Friday, November 11, 2011
At stud, Alydar was a major success producing Belmont winner Easy Goer and Kentucky Derby, Preakness and Breeders’ Cup Classic winner Alysheba among his get. He was the leading sire in North America in 1990, sire of 10 champions and his runners earned more than $24 million. Affirmed became known more as a producer of turf runners, with perhaps his best runners being the multiple grass champion filly Flawlessly; and Arlington Million winner The Tin Man. Affirmed had similar numbers as Alydar with 9 champions, but Alydar’s stallion career ended at the peak of his productivity when he mysteriously suffered a shattered leg while in his stall and had to be euthanized.
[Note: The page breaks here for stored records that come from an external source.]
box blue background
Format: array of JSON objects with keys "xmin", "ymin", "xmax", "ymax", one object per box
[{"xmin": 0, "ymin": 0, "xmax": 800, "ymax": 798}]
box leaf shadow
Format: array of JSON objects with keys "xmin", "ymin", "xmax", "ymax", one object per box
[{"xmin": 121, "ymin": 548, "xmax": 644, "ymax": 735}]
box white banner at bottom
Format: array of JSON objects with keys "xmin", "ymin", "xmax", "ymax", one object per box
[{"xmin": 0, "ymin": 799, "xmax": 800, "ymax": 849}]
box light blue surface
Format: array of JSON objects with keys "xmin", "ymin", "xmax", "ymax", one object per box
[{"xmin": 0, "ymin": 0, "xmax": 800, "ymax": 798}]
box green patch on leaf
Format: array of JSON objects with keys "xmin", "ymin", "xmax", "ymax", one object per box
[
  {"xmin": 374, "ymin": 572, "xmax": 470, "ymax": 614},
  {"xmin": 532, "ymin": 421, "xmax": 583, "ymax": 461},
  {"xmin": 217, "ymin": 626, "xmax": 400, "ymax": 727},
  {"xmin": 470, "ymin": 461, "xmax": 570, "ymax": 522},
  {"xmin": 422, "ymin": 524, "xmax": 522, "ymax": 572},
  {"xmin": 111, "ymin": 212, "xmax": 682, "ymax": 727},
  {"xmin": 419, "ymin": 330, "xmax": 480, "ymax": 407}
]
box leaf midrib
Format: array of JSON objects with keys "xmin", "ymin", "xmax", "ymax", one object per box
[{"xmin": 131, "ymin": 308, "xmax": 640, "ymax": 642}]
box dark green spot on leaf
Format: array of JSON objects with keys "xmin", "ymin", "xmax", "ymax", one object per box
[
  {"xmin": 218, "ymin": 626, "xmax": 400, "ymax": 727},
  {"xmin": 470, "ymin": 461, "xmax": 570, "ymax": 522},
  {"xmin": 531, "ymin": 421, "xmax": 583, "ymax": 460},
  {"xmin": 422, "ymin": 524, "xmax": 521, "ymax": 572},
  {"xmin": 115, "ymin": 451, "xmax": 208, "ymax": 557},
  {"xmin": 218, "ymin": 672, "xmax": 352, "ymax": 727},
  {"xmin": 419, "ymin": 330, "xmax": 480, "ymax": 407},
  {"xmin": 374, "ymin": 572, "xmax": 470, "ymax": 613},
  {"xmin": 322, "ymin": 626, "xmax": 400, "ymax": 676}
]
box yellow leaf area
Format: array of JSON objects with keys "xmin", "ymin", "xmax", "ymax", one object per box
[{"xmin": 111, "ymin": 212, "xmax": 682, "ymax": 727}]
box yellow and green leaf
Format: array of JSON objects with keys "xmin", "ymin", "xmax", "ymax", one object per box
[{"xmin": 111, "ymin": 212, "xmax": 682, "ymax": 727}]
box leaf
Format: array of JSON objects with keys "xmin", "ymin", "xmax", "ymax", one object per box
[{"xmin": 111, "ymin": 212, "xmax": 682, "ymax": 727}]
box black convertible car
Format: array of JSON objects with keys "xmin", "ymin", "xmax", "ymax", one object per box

Stay Thirsty and Uncle Mo met only twice on the track, both in Breeders’ Cup races at Churchill Downs. Last year, Stay Thirsty was fifth to Uncle Mo’s victory in the Juvenile. This year Uncle Mo and Stay Thirsty finished 10th and 11th respectively in the Classic. So they really didn’t have much of a rivalry on the track.
But there was a rivalry for recognition between the two, especially since both came from the same shed row of trainer Todd Pletcher and raced for outgoing owner Mike Repole. And no matter what he did, Stay Thirsty seem to ever remain in the shadow of his stable mate Uncle Mo.
Uncle Mo was everybody’s all-everything from the time he broke his maiden by 14-1/2 lengths at Saratoga through his undefeated championship season and being the winter racebook favorite to win the Kentucky Derby. Meanwhile, during his 2-year-old seaso, Stay Thirsty had finished second to Boys At Toscanova in the Hopeful Stakes after breaking also breaking his maiden at Saratoga, but only by five lengths. Stay Thirsty went into the Juvenile as an anonymous 13-to-1 shot and came out as a fifth-place whatchmacallit.
As if aware of the slight, Stay Thirsty galloped around the Saratoga oval and won the Travers nearly gate-to-wire and suddenly he was atop the 3-year-old class looking down. In his first test against older horses in the grade 1 Jockey Club Gold Cup, Stay Thirsty was a good third behind eventual Classic winner Drosselmeyer and Classic favorite Flat Out. He looked primed to be competitive and possibly be among the favorites for the Classic.
But earlier that same day at Belmont, Uncle Mo had turned heads by winning the grade 1 Kelso Mile in only his second race after being sidelined and missing the Triple Crown. And during the weeks leading up to the Breeders’ Cup Classic, Uncle Mo again took the spotlight from Stay Thirsty.
Owner Mike Repole decided to run Uncle Mo in the Classic instead of the Dirt Mile and before the Classic, Uncle Mo would go off at 5-to-1 odds compared to Stay Thirsty back in double digits at 11-to-1.
Uncle Mo will have a year to get the jump on Stay Thirsty in the breeding shed, but I doubt it will make much of a difference.
Uncle Mo begins his stallion career as the grandson of In Excess (Ire), one of the top stallions in California before being pensioned in July. Stay Thirsty, who will race at age four according to his Facebook page, will begin his stallion career next year as the grandson of A.P. Indy, one of the top stallions of his generation.
Uncle Mo is by Indian Charlie, whose first runners hit the track in 2002 and who stood last year at Airdrie Stud in Midway, Kentucky for $70,000. On the track, Indian Charlie’s biggest win came in the 1-1/8 mile Santa Anita Derby. As one might expect from his racing career, Indian Charlie has had a difficult time producing any runners that could go to the next level at 1-1/4 miles.
Stay Thirsty is by Bernardini, winner of the Preakness, Travers and Jockey Club Gold Cup - two of which are at the classic distance of 1-1/4 miles. After his first crop hit the track this year as 3-year-olds with Stay Thirsty and To Honor and Serve among them, Bernardini’s fee has been raised to $150,000 by Darley Stud in Lexington, Kentucky.
Uncle Mo has the 2-year-old championship but in the end, Stay Thirsty has something much more important to breeders’, a grade 1 win at 10 furlongs (1-1/4 miles). In fact, Uncle Mo never won at 1-1/8 miles, finishing third in the Wood Memorial in his only attempt at that distance. Stay Thirsty won the 9 furlong Jim Dandy and 1-1/4 mile Travers.
Americans are known to breed for speed and Uncle Mo is well armed with pedigree and past performances to produce that in his runners.
But Americans still pay for distance. And Stay Thirsty will be much more likely to produce winners who can compete at the Classic distance. And likely to some day emerge from the Shadow of Uncle Mo and shine as if he was Alydar himself.